Contrairement à Maïwenn, Tom McCarthy a délibérément choisi de laisser de côté l’impact émotionnel immédiat comme arme de dénonciation. En retraçant la mise au jour du premier grand scandale sexuel d’une Église catholique gangrenée par la pédophilie, il met à l’honneur les notions de patience, de méticulosité et de persévérance indispensables à la réparation des injustices. Pourtant, en aucun cas il n’invite à les considérer comme normales.

Car si ce scandale de Boston a mis tant de temps à être révélé, c’est avant tout parce que les journalistes du Spotlight avaient affaire à un véritable système que chaque membre d’une communauté – pas uniquement l’Église, mais toutes les institutions de la ville – s’appliquait à verrouiller. À des degrés de responsabilité divers mais avec le même terrible objectif de ne pas ébranler un ciment social de façade.

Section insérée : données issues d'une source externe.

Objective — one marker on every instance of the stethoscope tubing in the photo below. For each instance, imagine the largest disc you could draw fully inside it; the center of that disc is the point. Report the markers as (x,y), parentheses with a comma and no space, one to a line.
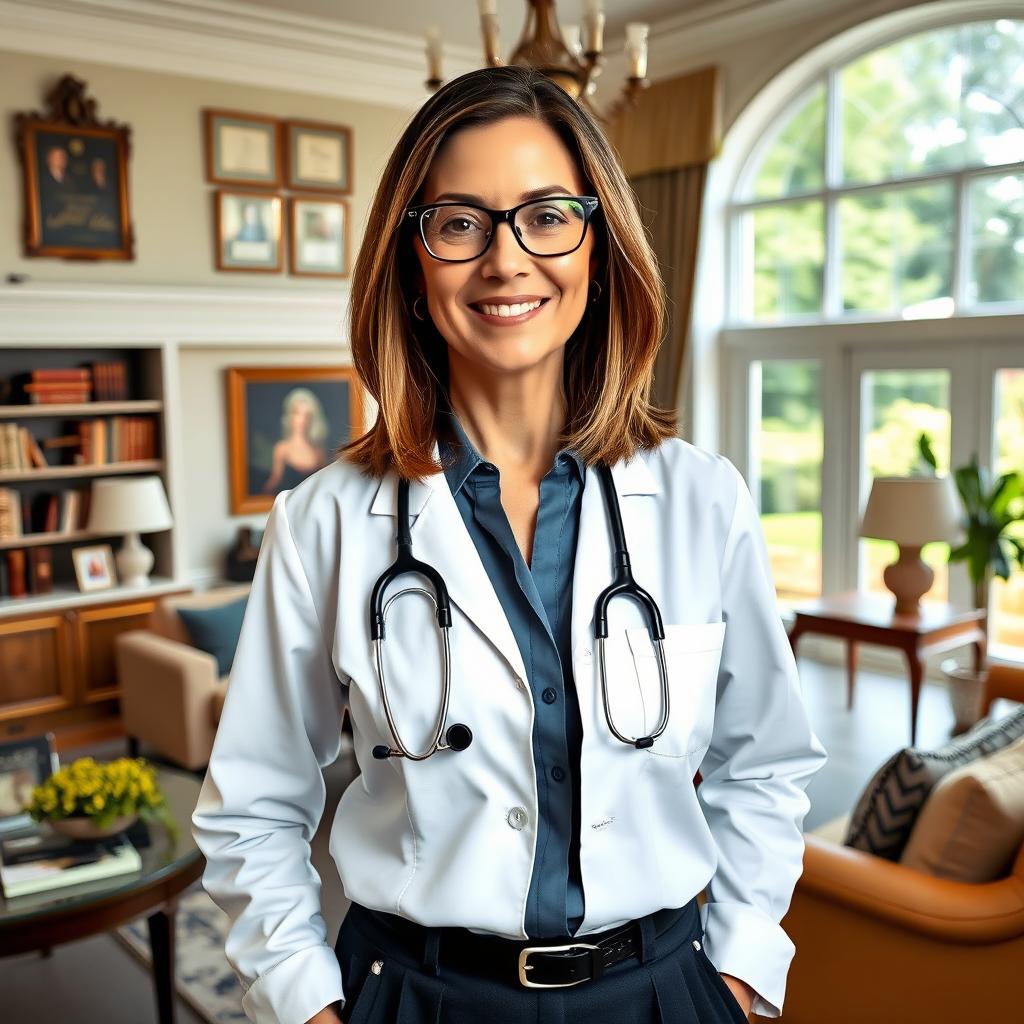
(460,736)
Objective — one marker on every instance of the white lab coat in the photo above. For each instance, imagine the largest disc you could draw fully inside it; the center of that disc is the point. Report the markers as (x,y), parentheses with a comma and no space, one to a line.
(443,841)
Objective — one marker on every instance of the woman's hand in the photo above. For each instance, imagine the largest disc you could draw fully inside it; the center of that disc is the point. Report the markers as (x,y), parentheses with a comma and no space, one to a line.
(329,1015)
(742,992)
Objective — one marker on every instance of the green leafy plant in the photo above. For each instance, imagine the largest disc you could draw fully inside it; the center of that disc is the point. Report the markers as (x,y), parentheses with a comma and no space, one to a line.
(989,510)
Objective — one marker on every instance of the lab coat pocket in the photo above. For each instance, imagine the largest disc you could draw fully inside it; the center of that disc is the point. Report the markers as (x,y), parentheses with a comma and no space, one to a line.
(692,654)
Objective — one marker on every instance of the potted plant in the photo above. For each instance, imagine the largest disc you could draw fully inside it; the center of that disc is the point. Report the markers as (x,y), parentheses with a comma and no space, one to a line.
(90,800)
(989,510)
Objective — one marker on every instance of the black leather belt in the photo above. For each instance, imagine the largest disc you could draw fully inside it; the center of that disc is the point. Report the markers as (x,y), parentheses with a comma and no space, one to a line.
(532,964)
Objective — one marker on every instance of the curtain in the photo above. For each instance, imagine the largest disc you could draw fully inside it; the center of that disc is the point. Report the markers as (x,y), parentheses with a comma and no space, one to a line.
(665,143)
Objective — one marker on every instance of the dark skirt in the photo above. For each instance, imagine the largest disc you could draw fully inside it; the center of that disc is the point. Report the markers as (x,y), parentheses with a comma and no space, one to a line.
(672,981)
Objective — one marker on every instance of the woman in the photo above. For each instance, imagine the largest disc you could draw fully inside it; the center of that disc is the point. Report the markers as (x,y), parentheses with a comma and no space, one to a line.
(506,315)
(300,451)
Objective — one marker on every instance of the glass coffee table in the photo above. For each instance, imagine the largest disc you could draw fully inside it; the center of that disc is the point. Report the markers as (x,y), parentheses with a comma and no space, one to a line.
(40,921)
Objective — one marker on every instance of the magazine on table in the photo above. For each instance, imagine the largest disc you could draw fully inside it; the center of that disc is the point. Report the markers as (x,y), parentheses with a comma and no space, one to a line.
(40,859)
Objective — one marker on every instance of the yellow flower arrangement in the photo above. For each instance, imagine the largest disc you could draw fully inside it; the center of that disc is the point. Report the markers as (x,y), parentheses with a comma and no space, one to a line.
(101,792)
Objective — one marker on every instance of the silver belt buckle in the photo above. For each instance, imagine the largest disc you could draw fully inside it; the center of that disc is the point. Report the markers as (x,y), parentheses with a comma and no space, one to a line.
(524,967)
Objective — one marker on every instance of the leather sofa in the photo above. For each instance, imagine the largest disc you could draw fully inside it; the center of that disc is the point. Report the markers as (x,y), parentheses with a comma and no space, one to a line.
(879,941)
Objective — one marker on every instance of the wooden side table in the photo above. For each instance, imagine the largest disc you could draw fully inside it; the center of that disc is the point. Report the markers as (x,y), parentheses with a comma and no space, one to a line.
(863,617)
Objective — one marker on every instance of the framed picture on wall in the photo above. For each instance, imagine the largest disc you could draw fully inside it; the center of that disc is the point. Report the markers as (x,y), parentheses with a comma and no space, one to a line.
(283,424)
(75,171)
(242,148)
(94,567)
(318,157)
(317,235)
(247,230)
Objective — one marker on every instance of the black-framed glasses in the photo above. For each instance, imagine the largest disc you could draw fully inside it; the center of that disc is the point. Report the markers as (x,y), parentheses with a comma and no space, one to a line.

Le film démonte de façon magistrale la mécanique de la perversion : ou comment, bien plus que par la menace immédiate, l’emprise du prédateur sexuel sur la vie psychique de sa victime est entretenue voire légitimée par la contamination paralysante, au niveau collectif, de l’inenvisageable.

Ce film rend hommage à ceux qui ne baissent jamais les bras et nous invite, à quelque place que nous soyons, à garder nos yeux ouverts et notre parole disponible…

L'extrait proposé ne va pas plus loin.